Eşref kadının konuşmalarından kızının kaçırıldığını bilmediğini anladı. Kabına sığmaz bir derece öfkeliydi şimdi. Bu konuşmayı hiç yapmamış gibi ayrılmak kendini dışarı atmak istedi. Fakat mahallede başını almış giden dedikodular elini kolunu bağlıyordu.

 

 

 

 

 

 

 

Sevtap kalkıp kızının yanına gitti. "Alev'im canımın içi kızım. İçeride ki oğlan ne için gelmiş biliyor musun?"

 

 

 

 

 

Alev sinirle "Ne bilim ben?" dedi.

 

 

 

 

 

"Seninle evlenmek istiyor"

 

 

 

 

 

'Ben istemiyorum' diye avazı çıktığı kadar bağırmak geldi içinden.

 

 

 

 

 

"Ben senin evlenmeni isterim. Ama eğer sen istemezsen yok dersen sorgulamadan gönderirim oğlanı. Sen benim biricik kızımsın. Üzülmeni istemem"

 

 

 

 

 

Göz yaşları yuvarlandı yanaklarından.

 

 

 

 

 

"Niye ağlıyorsun istemiyor musun yoksa? İstemiyorsun belli ki. Tamam ağlama sen ben konuşurum oğlanla" deyip ayaklandı Sevtap.

 

 

 

 

 

Nafiz'in sözleri geldi aklına. Annesini de kardeşini de acımadan öldüreceğini biliyordu. Annesine hayır diyememesinin tek nedeni buydu işte. Birden kollarından yakalayıp durdurdu annesini. Hararetli bir sesle "İstiyorum sadece sizden ayrılacağımı düşününce birden duygulandım işte" dedi.

 

 

 

 

 

Sevtap kızının yüzünü avuçladı "Yufka yürekli kızım.

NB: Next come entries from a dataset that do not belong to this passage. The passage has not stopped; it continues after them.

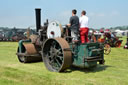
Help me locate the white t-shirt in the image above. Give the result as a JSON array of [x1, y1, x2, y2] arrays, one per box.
[[79, 16, 88, 28]]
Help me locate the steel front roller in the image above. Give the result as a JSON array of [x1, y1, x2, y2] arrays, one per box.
[[42, 38, 72, 72], [17, 44, 42, 63]]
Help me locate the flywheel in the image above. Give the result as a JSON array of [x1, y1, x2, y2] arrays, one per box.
[[42, 38, 72, 72]]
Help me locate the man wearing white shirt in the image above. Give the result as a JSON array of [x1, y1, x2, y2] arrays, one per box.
[[79, 11, 89, 43]]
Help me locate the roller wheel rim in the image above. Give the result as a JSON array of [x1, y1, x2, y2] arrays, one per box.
[[42, 38, 72, 72]]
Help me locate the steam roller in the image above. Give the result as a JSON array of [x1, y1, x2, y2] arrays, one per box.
[[16, 8, 105, 72]]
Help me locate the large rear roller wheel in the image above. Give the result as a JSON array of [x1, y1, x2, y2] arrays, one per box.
[[43, 38, 72, 72], [17, 44, 42, 63]]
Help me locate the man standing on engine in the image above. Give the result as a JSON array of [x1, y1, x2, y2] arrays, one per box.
[[79, 10, 89, 43], [67, 9, 79, 41]]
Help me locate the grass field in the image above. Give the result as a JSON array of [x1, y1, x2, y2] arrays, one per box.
[[0, 38, 128, 85]]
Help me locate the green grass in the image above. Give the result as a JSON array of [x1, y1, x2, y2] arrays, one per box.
[[0, 37, 128, 85]]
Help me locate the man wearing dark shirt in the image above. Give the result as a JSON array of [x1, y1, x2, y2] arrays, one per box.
[[68, 9, 79, 40]]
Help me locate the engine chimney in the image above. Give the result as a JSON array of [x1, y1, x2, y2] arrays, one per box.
[[35, 8, 41, 32]]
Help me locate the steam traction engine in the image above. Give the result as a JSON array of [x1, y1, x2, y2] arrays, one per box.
[[17, 9, 104, 72]]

Sanki çok mu uzağa gidiyorsun sadece birkaç mahalle ötemizde olacaksın" deyip gözlerinden öpüp odadan ayrıldı.

 

 

 

 

 

Eşref Sevtap'ı görünce ayaklandı.

 

 

 

 

 

"Seninle evlenmeyi kabul etti kızım. Ama siz yine de baş başa oturup konuşsanız daha iyi olur" dedi Sevtap. Eşref'in koluna girip kızının olduğu odaya götürüp kapıyı üstlerine örttü.

 

 

 

 

 

 

 

 

 

 

 

 

 

 

 

Baş başa kalmanın verdiği o sıkıcı, bunaltıcı an Alev'i bayıltmak üzereydi. Eşref'e göz ucuyla baktı. Yüzü kıpkırmızı kesildi. Esmer tenliydi. Uzun boylu geniş göğüslüydü. Serçe parmağının uzunluğunda kısa saçları arkaya doğru taranmıştı. Çıkık alnında iki tane incecik çizgiler vardı. Kirli sakalla kaplı yüzü sertti. Boynunda belirgin dolgun damarlar vardı.

 

 

 

 

 

"Kabul ediyor musun evlenmeyi?"

 

 

 

Adamın sözleri kendisine ok gibi batmaya başlamıştı. Evlilik hakkında duygularının fesat olup olmadığını bile bilmiyordu ki.

 

 

 

Alev başını olur anlamında salladı. Bu bir yazgıydı. Onu silahla birini öldürdüğünü gördüğü anda bayılmayıp polise gitseydi bunların hiçbiri olmayacaktı. Onu polise şikayet etmek için bir sürü zamanı olmuştu. O gün korkmasaydı bunların hiçbiri olmayacaktı. Kendi elleriyle nefesini kesmişti. Ama annesiyle kardeşinin nefeslerini kesmeyecekti. Dünyadaki hiç kimse annesinden ve kardeşinden önemli değildi. Eğer onunla evlenmeyi kabul etmezse ailesinin katledileceğini biliyordu. Yazgısına boyun eğmek düşüyordu ona.

 

 

 

 

 

"Yarın söz kesilecek." Kızın elini tutup kendine çekti. Parmaklarına tatlı ısısı yayıldı. Yüzük ölçüsünü almaya başladı.

 

 

 

 

 

Alev panikledi "Ne yapıyorsun?" Dedi elini çekmeye çalışıp.

 

 

 

 

 

Elini tutmaya devam ederken "Yüzük için parmağının ölçüsünü almam lazım" deyip cebinden kısa ipliği çıkarıp Alev'in incecik parmağına sarıp ölçüsünü aldı. Yine o kokuyu duydu. Bir an gözleri kapadı. Kokuyu daha iyi alabilmek için başını biraz daha uzattı. Sinirlerinde birdenbire huylanmalar oldu. Erkekliği seğirdi. İçinde uyanan hevesi bir türlü yenemiyordu.

 

 

 

 

 

Alev hışımla geriye çekilip "Ölçüyü aldın git artık" dedi.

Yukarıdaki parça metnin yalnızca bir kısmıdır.